Of course an OSHA standard would make it easier to explain the need for ergonomics to top managers. Now, say safety pros, ergonomics has lost the urgency it had six months ago.

"Legislation puts ergonomics at the top of the to-do list, but I don't see it being taken off the list altogether," says Carol Stuart-Buttle, CPE, who heads her own consulting business in Pennsylvania. "I was here [as an ergonomist] before all this publicity and legislation, and I am still here."

Time to review

With the standard in limbo, now is good time for safety and health professionals to review their ergonomics strategies.

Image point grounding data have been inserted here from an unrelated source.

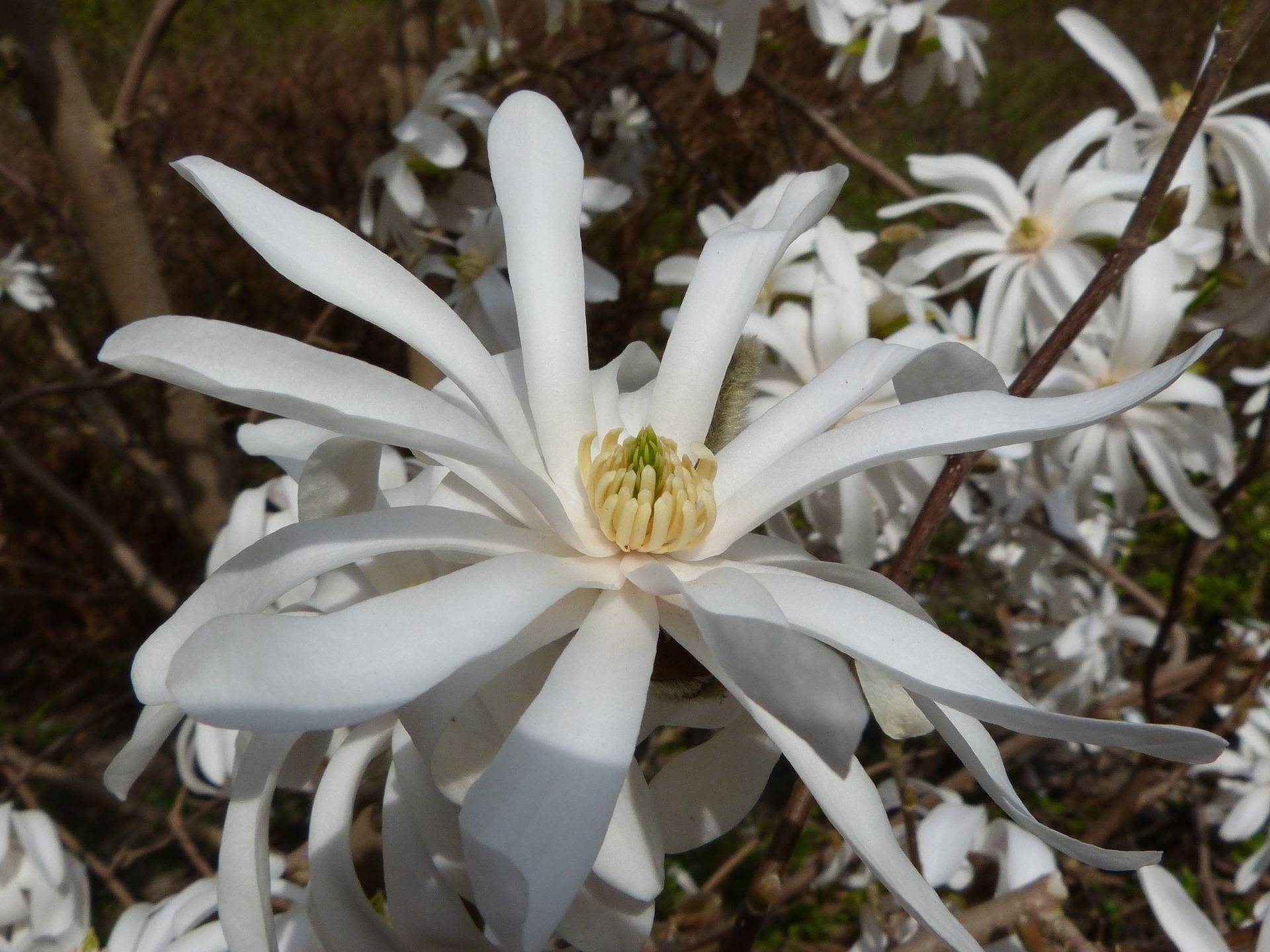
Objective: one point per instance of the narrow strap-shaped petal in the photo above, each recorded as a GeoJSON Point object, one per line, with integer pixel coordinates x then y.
{"type": "Point", "coordinates": [1107, 50]}
{"type": "Point", "coordinates": [810, 411]}
{"type": "Point", "coordinates": [154, 725]}
{"type": "Point", "coordinates": [976, 748]}
{"type": "Point", "coordinates": [693, 807]}
{"type": "Point", "coordinates": [243, 875]}
{"type": "Point", "coordinates": [341, 913]}
{"type": "Point", "coordinates": [535, 820]}
{"type": "Point", "coordinates": [320, 255]}
{"type": "Point", "coordinates": [930, 664]}
{"type": "Point", "coordinates": [538, 177]}
{"type": "Point", "coordinates": [851, 803]}
{"type": "Point", "coordinates": [733, 267]}
{"type": "Point", "coordinates": [748, 635]}
{"type": "Point", "coordinates": [277, 375]}
{"type": "Point", "coordinates": [949, 424]}
{"type": "Point", "coordinates": [284, 672]}
{"type": "Point", "coordinates": [282, 560]}
{"type": "Point", "coordinates": [1177, 914]}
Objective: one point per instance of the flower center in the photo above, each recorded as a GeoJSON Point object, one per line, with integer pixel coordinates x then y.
{"type": "Point", "coordinates": [472, 264]}
{"type": "Point", "coordinates": [1031, 235]}
{"type": "Point", "coordinates": [1176, 103]}
{"type": "Point", "coordinates": [648, 496]}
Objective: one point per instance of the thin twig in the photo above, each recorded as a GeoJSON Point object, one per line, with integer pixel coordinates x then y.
{"type": "Point", "coordinates": [161, 16]}
{"type": "Point", "coordinates": [125, 556]}
{"type": "Point", "coordinates": [1228, 46]}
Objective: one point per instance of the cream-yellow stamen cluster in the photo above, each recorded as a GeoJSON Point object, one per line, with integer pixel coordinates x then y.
{"type": "Point", "coordinates": [648, 496]}
{"type": "Point", "coordinates": [1031, 235]}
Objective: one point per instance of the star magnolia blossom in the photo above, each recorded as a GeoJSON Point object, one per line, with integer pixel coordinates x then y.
{"type": "Point", "coordinates": [550, 556]}
{"type": "Point", "coordinates": [949, 46]}
{"type": "Point", "coordinates": [1029, 241]}
{"type": "Point", "coordinates": [44, 890]}
{"type": "Point", "coordinates": [1181, 920]}
{"type": "Point", "coordinates": [1244, 775]}
{"type": "Point", "coordinates": [21, 281]}
{"type": "Point", "coordinates": [1184, 428]}
{"type": "Point", "coordinates": [186, 920]}
{"type": "Point", "coordinates": [425, 135]}
{"type": "Point", "coordinates": [1238, 146]}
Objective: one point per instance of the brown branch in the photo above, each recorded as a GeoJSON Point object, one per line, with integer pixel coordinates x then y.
{"type": "Point", "coordinates": [766, 887]}
{"type": "Point", "coordinates": [125, 556]}
{"type": "Point", "coordinates": [1228, 46]}
{"type": "Point", "coordinates": [112, 225]}
{"type": "Point", "coordinates": [813, 117]}
{"type": "Point", "coordinates": [161, 16]}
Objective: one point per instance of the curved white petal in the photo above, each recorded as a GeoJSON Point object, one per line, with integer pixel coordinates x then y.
{"type": "Point", "coordinates": [323, 257]}
{"type": "Point", "coordinates": [286, 672]}
{"type": "Point", "coordinates": [538, 177]}
{"type": "Point", "coordinates": [733, 267]}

Several consultants recommend integrating ergonomics with safety, quality, or production programs. According to a survey conducted by The Joyce Institute of 45 industrial and office organizations, 89 percent of the ergonomics programs studied were integrated with other corporate programs.

Still, 67 percent made use of an ergonomics task force.

Another school of thought is to keep a separate focus on ergonomics in order to reap the most rewards.

Here are several other points to consider in making the case for ergonomics:

  • Every employer surveyed by The Joyce Institute said employee complaints were a reason for implementing ergo programs. Only 11 percent mentioned OSHA citations as a motivator. This shows that ergonomics is an employee relations issue-- as well as a quality, productivity, and workers' comp issue-- more than a matter of OSHA enforcement.

  • Strike the right tone when making your pitch. "Just saying, 'hey man, we need this' may make a CEO standoffish," says Charles Garrison, the safety officer for EMCO in Austin, Texas. Back up your proposal with data, he suggests.

  • Managers should be reminded that "the Republicans have the idea that OSHA is too all-powerful, not that ergonomics doesn't work," says Jackie Nowell, assistant director of the Occupational Safety and Health Office for the United Food and Commercial Workers Union. "Companies wouldn't be (implementing programs) now if they didn't cut down on workers' compensation," she says.